All beyond was fern and heather, on the breezy, open moor;
All within was sun and shelter, and the wealth of beauty's store.
But I did not heed the fragrance of flow'ret or of tree,
For my eyes were on that rosebud, and it grew too high for me.
In vain I strove to reach it through the tangled mass of green,
It only smiled and nodded behind its thorny screen.
Yet through that summer morning I lingered near the spot:
Oh, why do things seem sweeter if we possess them not?
My garden buds were blooming, but all that I could see
Was that little mocking wild rose, hanging just too high for me.

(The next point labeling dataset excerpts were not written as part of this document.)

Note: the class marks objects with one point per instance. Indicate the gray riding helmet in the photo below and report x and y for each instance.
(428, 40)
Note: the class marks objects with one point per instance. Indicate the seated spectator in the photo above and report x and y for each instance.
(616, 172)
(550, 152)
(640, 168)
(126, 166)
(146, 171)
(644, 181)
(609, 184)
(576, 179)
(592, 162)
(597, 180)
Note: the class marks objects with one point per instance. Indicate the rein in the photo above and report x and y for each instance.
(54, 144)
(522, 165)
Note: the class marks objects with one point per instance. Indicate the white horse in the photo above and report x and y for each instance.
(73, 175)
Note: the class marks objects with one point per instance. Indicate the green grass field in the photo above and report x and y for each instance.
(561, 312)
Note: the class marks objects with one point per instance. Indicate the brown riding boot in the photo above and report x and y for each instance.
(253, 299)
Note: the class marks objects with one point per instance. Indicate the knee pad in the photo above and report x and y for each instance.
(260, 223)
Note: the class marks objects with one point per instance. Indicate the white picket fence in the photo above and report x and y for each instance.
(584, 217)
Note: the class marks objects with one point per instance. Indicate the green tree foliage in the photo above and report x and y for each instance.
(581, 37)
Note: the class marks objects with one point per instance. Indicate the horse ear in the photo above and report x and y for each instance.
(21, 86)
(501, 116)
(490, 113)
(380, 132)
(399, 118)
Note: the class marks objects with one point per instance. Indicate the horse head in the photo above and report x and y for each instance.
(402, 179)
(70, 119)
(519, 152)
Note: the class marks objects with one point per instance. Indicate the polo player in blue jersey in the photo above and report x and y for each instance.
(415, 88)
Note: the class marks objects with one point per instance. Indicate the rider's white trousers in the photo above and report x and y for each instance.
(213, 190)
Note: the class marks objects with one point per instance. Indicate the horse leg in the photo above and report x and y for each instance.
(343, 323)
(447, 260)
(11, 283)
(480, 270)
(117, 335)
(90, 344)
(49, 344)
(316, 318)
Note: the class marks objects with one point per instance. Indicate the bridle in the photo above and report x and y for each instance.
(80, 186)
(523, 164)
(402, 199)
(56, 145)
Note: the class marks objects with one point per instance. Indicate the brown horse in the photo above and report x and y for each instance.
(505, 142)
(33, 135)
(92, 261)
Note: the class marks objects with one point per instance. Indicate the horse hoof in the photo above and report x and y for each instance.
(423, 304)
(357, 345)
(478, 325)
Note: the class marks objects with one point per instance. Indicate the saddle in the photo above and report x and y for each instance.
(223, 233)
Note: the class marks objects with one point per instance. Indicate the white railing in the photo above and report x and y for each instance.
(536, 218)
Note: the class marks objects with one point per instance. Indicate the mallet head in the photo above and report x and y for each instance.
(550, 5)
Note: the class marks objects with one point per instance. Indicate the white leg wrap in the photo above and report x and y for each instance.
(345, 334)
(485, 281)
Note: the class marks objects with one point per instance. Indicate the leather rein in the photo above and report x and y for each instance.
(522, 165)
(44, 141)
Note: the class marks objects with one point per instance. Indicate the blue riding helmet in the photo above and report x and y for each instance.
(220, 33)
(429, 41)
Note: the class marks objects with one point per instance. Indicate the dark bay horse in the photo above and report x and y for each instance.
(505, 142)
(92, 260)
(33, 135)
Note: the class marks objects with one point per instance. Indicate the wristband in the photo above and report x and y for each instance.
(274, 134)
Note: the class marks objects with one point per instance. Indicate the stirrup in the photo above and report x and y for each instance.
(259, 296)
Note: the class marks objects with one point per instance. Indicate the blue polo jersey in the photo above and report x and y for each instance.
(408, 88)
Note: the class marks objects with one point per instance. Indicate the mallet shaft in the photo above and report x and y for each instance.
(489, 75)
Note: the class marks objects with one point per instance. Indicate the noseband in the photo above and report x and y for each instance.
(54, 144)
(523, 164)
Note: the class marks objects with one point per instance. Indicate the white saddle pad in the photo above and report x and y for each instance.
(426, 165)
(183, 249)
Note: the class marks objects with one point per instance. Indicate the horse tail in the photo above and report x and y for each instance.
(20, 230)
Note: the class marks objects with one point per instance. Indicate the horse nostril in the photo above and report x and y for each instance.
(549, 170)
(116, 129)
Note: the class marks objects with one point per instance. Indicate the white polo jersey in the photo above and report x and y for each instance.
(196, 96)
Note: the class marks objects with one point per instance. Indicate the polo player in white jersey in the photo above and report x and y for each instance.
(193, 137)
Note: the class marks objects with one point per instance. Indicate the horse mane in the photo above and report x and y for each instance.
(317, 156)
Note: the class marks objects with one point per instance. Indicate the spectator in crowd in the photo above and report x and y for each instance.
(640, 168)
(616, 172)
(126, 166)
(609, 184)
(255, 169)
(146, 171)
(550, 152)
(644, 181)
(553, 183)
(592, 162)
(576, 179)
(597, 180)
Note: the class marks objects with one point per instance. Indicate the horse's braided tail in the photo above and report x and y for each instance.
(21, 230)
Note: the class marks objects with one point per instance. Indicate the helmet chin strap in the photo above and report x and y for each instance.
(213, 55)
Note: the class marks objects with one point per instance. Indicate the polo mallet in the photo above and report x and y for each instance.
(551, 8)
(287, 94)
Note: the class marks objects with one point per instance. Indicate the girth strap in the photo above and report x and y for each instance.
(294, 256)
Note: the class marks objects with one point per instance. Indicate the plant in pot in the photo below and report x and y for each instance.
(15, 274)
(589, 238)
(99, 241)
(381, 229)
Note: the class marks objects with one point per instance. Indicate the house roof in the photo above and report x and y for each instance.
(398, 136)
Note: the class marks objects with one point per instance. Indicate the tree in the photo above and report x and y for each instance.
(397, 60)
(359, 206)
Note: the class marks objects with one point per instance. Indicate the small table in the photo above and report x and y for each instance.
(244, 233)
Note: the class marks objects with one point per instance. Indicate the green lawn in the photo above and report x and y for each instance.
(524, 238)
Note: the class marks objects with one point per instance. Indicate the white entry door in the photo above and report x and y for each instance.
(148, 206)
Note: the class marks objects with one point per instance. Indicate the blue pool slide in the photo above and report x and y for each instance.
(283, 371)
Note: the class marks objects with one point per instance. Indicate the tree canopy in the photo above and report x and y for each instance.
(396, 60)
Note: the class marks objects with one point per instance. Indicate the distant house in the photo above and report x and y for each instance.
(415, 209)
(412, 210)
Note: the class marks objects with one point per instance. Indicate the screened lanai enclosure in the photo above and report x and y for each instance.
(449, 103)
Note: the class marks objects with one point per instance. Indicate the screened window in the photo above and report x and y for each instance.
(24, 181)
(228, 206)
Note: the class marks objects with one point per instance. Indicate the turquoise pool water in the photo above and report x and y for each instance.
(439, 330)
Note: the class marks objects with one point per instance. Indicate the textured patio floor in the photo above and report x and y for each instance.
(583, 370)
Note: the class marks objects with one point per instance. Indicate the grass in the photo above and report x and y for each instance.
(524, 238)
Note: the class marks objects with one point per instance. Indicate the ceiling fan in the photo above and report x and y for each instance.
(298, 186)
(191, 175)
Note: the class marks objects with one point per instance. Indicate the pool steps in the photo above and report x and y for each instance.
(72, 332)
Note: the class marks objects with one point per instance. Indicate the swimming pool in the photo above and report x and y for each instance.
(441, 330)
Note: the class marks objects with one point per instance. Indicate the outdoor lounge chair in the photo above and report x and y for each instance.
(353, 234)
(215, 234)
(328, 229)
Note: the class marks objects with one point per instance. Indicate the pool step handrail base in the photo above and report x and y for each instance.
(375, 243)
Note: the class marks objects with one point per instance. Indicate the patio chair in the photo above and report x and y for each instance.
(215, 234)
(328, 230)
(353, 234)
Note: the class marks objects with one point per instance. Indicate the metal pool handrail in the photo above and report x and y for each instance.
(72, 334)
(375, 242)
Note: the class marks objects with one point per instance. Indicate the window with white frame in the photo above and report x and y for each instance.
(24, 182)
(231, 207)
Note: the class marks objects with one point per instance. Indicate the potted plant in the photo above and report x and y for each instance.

So in life's wider garden there are buds of promise, too,
Beyond our reach to gather, but not beyond our view;
And like the little charmer that tempted me astray,
They steal out half the brightness of many a summer's day.
Oh, hearts that fail with longing for some forbidden tree,
Look up and learn a lesson from my white rose and me.
'Tis wiser far to number the blessings at my feet,
Than ever to be sighing for just one bud more sweet.
My sunbeams and my shadows fall from a pierced Hand,
I can surely trust His wisdom since His heart I understand;
And maybe in the morning, when His blessed face I see,
He will tell me why my white rose grew just too high for me.